Imperfect Markets, Imperfect Information and MN-grown Coconuts
Let’s go back to school and re-learn how we might grow Minnesota’s economy for the future from clever lessons taught to undergraduate students at the University of Minnesota at Crookston.
It starts with information. Valid information. And now all people with access to the worldwide web – not just students – have difficulty separating fact from fiction packaged as legitimate information.
This is why the typical Minnesota farmer belongs to at least one commodity organization, at least one broad-based farm organization, and from three to five cooperative and mutual associations, said Don Loeslie, a former president of the Minnesota and National Wheat Growers Associations. Urban Minnesotans are nearly as organized.
Back in the classrooms, educators worldwide have been alarmed with students accepting as valid almost everything posted on the Internet. Our Northwestern Minnesota university campus became a leader in helping students realize greater access to information requires greater evaluation of information validity.
Owen Williams, director of library services at UM Crookston, created a website for the Minnesota Coconut Growers Association about a dozen years ago that drives home the point.
It alleges that scientists have bred the coconut plant (Cocos Nucifera) with sugarbeets to create a new variety (Cocos Borealis Nucifera) hardy enough to survive Minnesota winters. While these Minnesota coconuts are smaller than their tropical cousins, the MCGA insists they are flavorful and that coconut husks can help enhance the flavor of lutefisk.
There are two hints in the paragraph above that the website is a hoax. Another giveaway for anyone who knows the Red River Valley climate is a photo of palm trees growing on the shores of Red Lake.
“It doesn’t take students long to figure this out and start smiling,” Williams said this past week. “Especially the farm boys.”
Not everyone is as acclimated or astute. Roxanne Aschittino, a former St. Paul librarian, was queried about the Minnesota coconuts recently while visiting friends in Arizona. If you don’t know Minnesota’s climate or lutefisk, the website looks like it could represent one of the endless number of associations that unite players in Minnesota’s food, agriculture and all other economic, environmental, recreational, professional and educational endeavors.
With genetic modification of plants becoming more commonplace, Williams said he might have to change commodities or make the site more outrageous. “Minnesota coconuts don’t seem to be as preposterous as before,” he said.
But not right away. Academic institutions around the globe now reference the Minnesota Coconut Growers along with the Buydehydratedwater.com site and the Pacific Northwest Tree Octopus as good examples of web hoaxes.
This is good preparation for students to learn how to discern validity of information and how to evaluate sources. Everyone else connected to the Internet faces the same challenge, which brings us back to associations like commodity organizations.
Loeslie says he’s tempted to join the coconut growers even though he doesn’t have a lot of trees on his Warren farm. None look like palm trees. He does appreciate associations.

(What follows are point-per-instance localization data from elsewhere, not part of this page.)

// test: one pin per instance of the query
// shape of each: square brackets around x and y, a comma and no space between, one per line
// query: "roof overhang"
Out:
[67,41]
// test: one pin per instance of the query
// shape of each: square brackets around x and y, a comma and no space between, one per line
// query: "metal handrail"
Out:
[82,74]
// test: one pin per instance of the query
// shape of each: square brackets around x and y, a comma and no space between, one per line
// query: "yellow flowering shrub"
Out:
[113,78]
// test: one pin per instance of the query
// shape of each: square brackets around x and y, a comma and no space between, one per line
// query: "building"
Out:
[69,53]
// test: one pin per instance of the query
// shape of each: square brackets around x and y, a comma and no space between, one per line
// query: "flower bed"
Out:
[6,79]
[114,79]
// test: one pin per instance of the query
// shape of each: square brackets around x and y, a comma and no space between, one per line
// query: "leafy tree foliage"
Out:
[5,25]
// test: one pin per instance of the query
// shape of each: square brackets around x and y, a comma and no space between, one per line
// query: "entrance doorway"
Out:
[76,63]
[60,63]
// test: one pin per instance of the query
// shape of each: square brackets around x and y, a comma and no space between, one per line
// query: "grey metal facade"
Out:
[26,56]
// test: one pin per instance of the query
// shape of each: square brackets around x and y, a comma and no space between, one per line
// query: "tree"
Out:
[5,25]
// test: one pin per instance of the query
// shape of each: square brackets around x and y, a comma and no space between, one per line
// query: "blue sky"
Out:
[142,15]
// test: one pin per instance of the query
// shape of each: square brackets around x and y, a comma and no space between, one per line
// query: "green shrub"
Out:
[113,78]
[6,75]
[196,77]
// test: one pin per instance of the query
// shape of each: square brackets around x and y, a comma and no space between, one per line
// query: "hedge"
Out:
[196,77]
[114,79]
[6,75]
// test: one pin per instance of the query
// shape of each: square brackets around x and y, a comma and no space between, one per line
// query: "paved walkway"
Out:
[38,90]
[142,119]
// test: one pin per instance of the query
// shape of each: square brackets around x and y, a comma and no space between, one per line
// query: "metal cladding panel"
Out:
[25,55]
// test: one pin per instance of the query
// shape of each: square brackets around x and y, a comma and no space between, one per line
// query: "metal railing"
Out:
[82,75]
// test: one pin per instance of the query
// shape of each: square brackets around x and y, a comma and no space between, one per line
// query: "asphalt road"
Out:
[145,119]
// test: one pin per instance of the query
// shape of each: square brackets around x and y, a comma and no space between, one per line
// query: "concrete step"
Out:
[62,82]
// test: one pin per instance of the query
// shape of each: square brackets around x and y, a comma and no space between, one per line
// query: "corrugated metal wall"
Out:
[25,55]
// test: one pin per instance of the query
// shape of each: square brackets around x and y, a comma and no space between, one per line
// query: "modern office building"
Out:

Most farm organizations and commodity associations were started long before the Internet as a means of gathering, disseminating and evaluating information. This was often done in cooperation with the Extension Services jointly operated by the U.S. Department of Agriculture and our land grant research universities, such as the University of Minnesota and its branch campuses and research stations.
Now, Loeslie said, associations are more important for filtering information for accuracy and germaneness to economic, environmental or other interests. “We’re swamped with information,” he said. Time and technology have changed the need and purposes of associations, but haven’t lessened their importance.
Our reliance on associations was first noted by French nobleman Alexis de Tocqueville in his two-volume Democracy in America study of American society following his visits here in 1831-1932. One chapter, a treatise “On the Use That the Americans Make of Association in Civil Life,” showed Tocqueville’s fascination with how Americans formed associations for every purpose. Unlike the English at that time, he wrote, “…there is scarcely an undertaking so small that Americans do not unite for it.”
It was an astute observation of American life, to be sure. But it seems as important today as it was 180 years ago.
A whole new industry is being created as well-heeled special interests use disinformation and misinformation protected by the 2010 Supreme Court decision in Citizens United v Federal Election Commission to work a leveraged buyout of America’s democracy. This might create jobs, but it’s not economic development; we will need associations to filter out the real from manufactured mythology.
On a positive note, Minnesota has become home to new citizens looking for ways to be entrepreneurial. They haven’t read Tocqueville. We can encourage more associations, including cooperatives, to help them pool resources and gain accurate and timely information.
That, to paraphrase a popular song of 70 years ago from Merv Griffin and Danny Kaye, might spur real economic development and make a “lovely bunch of coconuts.”